Liquidity blockage choking Palestinian economy, World Bank says
Global body warns that Ramallah government faces a financing gap that could exceed $1.8 billion for 2019, driven by declining aid flows and unresolved transfer of taxes from Israel

Despite last month’s receipt from Israel of funds it owed, the Palestinian Authority still faces a financing gap that could top $1.8 billion, the World Bank said Thursday.
Palestinian Authority President Mahmoud Abbas’s PA has been in deep financial crisis since February, when he refused to accept any further transfers of VAT and customs duties Israel collects on the Palestinians’ behalf because Jerusalem withheld over $138 million of the amount over Ramallah’s payouts to Palestinian terrorists and other security prisoners, and their families.
His administration had to impose austerity measures, cutting almost half the salaries of its employees.
The cuts hit hard on the Palestinian territories, already suffering unemployment of around 26 percent in the second quarter of 2019, the bank said in its latest report on the Palestinian economy.
Israel collects around $190 million a month in customs duties levied on goods destined for Palestinian markets that transit through its ports, and it is supposed to transfer the money to the PA.
In February, Israel began deducting around $10 million a month from the revenues — equivalent to the sum the PA paid inmates in Israeli jails or their families — prompting the Palestinians to refuse to take any funds at all.
Israel sees the payments to those who have carried out attacks against Israelis as encouraging further terrorist violence.
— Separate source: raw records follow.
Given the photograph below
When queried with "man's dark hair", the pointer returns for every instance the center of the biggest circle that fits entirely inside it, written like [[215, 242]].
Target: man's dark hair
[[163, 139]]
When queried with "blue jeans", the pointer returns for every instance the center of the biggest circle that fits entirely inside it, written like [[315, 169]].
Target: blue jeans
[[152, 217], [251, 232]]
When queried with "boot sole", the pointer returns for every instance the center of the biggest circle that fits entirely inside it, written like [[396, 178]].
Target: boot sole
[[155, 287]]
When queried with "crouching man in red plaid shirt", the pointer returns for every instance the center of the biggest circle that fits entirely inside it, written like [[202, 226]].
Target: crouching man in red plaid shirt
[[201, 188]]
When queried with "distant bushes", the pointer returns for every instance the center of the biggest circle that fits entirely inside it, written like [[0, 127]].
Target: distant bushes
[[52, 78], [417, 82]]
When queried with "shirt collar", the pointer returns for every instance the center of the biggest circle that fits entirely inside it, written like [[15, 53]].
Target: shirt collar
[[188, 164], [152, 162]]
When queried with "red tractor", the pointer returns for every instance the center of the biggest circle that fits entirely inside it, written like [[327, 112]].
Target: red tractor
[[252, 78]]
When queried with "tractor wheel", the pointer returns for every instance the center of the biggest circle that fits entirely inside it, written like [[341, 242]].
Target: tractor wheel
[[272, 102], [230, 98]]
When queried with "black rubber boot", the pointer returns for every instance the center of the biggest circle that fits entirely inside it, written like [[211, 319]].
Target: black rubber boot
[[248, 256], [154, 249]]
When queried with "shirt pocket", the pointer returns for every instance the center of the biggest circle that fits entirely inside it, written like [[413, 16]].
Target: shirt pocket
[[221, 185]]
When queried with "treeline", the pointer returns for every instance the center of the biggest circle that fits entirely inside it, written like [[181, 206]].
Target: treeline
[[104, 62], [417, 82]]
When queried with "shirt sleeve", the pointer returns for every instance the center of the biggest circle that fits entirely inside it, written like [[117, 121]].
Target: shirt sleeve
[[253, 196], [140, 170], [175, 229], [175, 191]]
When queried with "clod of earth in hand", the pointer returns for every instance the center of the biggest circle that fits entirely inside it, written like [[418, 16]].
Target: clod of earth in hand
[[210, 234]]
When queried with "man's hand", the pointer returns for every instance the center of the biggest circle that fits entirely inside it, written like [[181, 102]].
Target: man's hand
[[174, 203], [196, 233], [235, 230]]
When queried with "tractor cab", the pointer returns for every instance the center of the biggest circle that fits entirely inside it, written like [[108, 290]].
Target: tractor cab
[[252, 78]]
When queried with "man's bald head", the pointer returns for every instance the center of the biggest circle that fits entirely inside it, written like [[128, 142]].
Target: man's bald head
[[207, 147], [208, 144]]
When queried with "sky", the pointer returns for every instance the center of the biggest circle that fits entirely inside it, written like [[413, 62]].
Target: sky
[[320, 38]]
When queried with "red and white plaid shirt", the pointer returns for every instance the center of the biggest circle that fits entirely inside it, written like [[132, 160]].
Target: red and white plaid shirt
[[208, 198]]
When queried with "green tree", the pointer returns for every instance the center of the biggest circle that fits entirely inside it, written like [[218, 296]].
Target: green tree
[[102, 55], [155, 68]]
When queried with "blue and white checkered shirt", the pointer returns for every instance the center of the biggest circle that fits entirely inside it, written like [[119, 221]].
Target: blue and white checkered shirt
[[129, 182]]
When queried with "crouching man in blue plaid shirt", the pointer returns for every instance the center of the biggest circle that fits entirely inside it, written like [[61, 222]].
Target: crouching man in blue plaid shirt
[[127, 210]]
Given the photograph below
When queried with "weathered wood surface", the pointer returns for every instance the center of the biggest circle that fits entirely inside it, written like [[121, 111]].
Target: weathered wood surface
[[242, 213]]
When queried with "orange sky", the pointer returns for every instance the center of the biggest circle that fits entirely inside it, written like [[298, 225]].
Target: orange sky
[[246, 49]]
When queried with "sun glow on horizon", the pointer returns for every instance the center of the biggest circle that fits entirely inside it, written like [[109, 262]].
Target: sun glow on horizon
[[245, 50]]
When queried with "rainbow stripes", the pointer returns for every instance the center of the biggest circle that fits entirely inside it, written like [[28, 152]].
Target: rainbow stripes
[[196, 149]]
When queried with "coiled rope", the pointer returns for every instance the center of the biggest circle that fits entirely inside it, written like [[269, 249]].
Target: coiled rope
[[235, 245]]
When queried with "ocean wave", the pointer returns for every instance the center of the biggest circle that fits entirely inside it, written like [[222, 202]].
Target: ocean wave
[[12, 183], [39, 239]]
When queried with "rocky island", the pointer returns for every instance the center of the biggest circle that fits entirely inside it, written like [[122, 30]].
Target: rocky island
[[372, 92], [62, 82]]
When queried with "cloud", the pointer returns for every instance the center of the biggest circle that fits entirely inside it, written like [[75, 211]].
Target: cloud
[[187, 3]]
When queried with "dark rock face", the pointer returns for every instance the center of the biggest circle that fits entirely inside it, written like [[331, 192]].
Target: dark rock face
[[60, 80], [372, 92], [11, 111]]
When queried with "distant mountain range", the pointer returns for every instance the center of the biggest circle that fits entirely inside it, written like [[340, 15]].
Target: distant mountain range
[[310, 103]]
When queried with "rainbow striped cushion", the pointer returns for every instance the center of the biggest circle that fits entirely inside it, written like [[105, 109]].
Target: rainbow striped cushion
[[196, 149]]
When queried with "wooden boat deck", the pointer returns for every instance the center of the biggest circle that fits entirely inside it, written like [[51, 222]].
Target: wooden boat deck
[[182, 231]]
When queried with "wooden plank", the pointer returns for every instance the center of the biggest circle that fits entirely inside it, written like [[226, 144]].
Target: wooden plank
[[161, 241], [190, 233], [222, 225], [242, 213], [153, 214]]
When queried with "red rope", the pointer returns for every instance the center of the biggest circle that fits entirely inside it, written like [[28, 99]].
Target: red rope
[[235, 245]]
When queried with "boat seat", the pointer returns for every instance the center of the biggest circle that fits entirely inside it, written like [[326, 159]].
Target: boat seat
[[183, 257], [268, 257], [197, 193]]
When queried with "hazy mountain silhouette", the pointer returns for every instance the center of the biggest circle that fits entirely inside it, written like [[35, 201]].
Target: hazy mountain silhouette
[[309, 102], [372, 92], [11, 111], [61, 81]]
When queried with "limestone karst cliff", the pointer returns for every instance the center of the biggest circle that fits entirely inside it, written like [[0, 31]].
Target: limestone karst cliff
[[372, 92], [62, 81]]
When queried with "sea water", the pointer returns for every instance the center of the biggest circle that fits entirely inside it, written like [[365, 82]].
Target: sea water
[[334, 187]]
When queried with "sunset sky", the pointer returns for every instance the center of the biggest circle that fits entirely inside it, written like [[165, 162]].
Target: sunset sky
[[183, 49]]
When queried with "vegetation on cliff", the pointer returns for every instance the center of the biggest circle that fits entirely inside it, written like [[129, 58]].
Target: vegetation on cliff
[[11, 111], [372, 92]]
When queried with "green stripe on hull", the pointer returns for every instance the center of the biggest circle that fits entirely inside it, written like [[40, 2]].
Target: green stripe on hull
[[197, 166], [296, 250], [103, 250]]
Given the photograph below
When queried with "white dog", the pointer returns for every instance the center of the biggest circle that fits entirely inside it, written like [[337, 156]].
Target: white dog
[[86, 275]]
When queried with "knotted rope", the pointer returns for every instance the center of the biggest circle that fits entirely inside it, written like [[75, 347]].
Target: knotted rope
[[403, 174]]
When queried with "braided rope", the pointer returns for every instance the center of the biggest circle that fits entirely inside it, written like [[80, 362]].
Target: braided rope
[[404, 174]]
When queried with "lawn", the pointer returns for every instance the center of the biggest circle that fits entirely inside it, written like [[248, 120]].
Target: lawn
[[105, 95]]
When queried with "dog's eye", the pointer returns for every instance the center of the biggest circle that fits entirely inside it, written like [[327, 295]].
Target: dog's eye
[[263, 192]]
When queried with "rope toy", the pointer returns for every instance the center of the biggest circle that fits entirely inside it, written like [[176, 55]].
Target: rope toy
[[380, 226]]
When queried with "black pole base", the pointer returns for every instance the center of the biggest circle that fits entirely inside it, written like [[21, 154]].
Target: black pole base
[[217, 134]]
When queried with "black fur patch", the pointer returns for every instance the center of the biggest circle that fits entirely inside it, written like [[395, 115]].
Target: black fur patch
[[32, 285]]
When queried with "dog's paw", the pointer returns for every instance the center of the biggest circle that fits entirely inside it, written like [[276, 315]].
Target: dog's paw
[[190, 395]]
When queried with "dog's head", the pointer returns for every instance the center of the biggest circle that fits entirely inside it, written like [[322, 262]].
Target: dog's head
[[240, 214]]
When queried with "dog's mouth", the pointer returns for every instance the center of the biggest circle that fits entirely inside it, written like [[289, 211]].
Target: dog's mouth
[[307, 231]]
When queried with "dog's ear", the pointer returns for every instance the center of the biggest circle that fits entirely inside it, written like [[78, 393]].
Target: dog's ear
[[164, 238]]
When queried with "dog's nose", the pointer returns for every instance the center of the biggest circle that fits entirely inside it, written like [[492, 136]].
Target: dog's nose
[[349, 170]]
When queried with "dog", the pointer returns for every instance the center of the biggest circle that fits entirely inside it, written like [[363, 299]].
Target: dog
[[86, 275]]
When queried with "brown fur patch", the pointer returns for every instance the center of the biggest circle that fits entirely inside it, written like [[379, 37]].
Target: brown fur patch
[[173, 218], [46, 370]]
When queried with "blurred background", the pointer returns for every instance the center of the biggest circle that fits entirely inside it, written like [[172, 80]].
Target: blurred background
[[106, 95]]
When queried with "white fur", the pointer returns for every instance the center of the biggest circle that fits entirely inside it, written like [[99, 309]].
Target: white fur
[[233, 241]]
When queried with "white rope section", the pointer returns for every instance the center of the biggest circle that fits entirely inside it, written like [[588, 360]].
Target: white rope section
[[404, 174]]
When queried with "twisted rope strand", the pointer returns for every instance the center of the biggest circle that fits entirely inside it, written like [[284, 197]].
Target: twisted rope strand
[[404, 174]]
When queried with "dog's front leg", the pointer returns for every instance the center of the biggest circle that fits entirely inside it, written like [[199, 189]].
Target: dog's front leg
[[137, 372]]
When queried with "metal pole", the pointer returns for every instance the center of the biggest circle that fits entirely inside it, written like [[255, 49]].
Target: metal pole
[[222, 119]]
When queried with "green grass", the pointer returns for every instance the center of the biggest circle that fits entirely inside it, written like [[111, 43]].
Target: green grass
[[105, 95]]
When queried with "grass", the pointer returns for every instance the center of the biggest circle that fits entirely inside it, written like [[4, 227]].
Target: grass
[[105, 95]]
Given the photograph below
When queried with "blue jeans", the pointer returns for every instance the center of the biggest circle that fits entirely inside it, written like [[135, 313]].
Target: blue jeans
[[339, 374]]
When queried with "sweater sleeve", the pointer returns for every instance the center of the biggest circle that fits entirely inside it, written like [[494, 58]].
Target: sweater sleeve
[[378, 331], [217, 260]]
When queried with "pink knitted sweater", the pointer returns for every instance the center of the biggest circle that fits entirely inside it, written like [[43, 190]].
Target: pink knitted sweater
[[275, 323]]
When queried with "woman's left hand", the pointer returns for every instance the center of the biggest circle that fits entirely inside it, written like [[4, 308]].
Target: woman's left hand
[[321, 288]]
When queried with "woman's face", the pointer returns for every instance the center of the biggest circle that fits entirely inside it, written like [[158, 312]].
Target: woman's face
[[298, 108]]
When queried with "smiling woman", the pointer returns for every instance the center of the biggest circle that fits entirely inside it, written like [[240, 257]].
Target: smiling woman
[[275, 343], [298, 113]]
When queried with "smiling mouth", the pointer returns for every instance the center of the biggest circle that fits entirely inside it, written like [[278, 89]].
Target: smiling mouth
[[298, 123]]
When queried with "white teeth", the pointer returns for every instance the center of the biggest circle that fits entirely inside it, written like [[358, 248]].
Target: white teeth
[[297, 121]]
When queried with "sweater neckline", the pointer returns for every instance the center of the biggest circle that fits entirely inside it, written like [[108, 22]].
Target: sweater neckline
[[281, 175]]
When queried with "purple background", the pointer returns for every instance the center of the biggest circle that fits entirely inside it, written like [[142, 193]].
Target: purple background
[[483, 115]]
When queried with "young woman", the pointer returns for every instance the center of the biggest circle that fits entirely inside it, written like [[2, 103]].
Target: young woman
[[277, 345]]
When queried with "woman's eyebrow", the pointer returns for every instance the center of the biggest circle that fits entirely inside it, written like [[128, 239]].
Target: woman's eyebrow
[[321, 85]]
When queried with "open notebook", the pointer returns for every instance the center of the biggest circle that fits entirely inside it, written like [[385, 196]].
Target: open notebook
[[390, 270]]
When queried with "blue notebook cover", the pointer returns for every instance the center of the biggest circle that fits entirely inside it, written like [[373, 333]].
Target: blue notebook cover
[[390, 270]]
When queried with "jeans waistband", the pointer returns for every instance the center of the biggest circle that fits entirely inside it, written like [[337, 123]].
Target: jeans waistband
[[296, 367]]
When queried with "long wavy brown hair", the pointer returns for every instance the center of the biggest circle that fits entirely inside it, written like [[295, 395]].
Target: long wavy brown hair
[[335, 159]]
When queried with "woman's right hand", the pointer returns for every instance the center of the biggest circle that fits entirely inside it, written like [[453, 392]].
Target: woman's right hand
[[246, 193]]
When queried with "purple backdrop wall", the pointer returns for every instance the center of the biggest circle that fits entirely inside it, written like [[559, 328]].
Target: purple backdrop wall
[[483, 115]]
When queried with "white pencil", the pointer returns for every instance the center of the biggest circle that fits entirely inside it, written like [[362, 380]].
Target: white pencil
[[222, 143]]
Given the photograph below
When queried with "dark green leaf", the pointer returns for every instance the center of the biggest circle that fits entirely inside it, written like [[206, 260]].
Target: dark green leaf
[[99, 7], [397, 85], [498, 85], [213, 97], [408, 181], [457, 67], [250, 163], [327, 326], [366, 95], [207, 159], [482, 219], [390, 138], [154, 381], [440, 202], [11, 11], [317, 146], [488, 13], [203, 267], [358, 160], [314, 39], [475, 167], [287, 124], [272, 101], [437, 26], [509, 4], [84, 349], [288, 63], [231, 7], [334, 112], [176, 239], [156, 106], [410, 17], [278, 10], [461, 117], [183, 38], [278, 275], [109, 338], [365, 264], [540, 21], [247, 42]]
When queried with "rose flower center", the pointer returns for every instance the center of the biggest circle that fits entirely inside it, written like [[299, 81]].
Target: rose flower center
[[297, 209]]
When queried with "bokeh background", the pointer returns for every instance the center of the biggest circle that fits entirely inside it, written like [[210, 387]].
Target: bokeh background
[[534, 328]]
The PA describes the payments as a form of welfare, while Palestinians venerate prisoners jailed by Israel as heroes for their cause.

Last month, Israel retroactively paid more than $560 million in fuel taxes collected by the Jewish state.
But that part-payment of arrears has not fixed the liquidity crisis, the report said.
“The Palestinian Authority faces a financing gap that could exceed $1.8 billion for 2019, driven by declining aid flows and the unresolved transfer of taxes and import duties collect by Israel on behalf of the PA,” it wrote.
“The outlook for the Palestinian territories is worrisome,” Kanthan Shankar, World Bank country director for the West Bank and Gaza, said in a statement accompanying the report.
“The severe liquidity squeeze has started to affect the PA’s ability to fulfill its responsibilities of paying its civil servants and providing public services.”
The bank’s report will be presented to the international donor group for Palestinians, known as the Ad Hoc Liaison Committee, at its meeting next week in New York.
“If the clearance revenue standoff is not resolved, the PA would embark on the year 2020 after largely exhausting its domestic sources of financing, including borrowing from domestic banks, which will put it in a much worse position than in 2019,” it said.